Verkörperte Führung im Alltag: Drei Mikropraktiken

  1. Achtsamer Übergang vor Führungsmomenten (90 Sek.): Nimm zwei bewusste Atemzüge, spüre Deine Körperhaltung und dann frage Dich: „Will ich kontrollieren oder orientieren?“
  1. Mikro-Pause bei Kontrollimpulsen: Halte kurz inne bevor Du eingreifst und frage Dich: „Bin ich gerade unsicher – oder ist hier wirklich Steuerung notwendig?“
  1. Ritual zur Stärkung von Eigenverantwortung im Team: Starte Dein monatliches Check-in im Team mit der Frage: „Wo haben wir in letzter Zeit gute Steuerung erlebt – und wo eher Kontrolle?“ mit dem Ziel die Teamkultur zur reflektieren ohne die Schuld zuzuweisen.

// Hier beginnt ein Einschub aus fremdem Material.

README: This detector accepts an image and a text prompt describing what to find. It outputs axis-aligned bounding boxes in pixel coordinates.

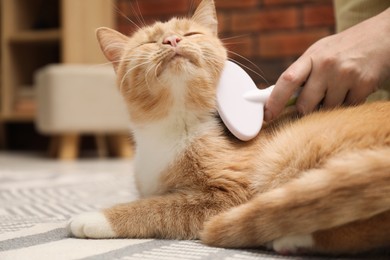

Echte Führungsqualität zeigt sich im Moment, nicht im Modell

Wissen verändert noch nichts. Erst wenn Klarheit, Vertrauen und Kommunikation verkörpert werden, entstehen neue Handlungsspielräume. Kontrolle wirkt kurzfristig stabilisierend, aber langfristig begrenzend. Steuerung ist anspruchsvoller – sie verlangt Mut zur Unsicherheit und Präsenz im Jetzt.

Bewusst zu steuern heißt, loszulassen, ohne zu verlieren. Es heißt, sich selbst zu führen – und dadurch andere wachsen zu lassen.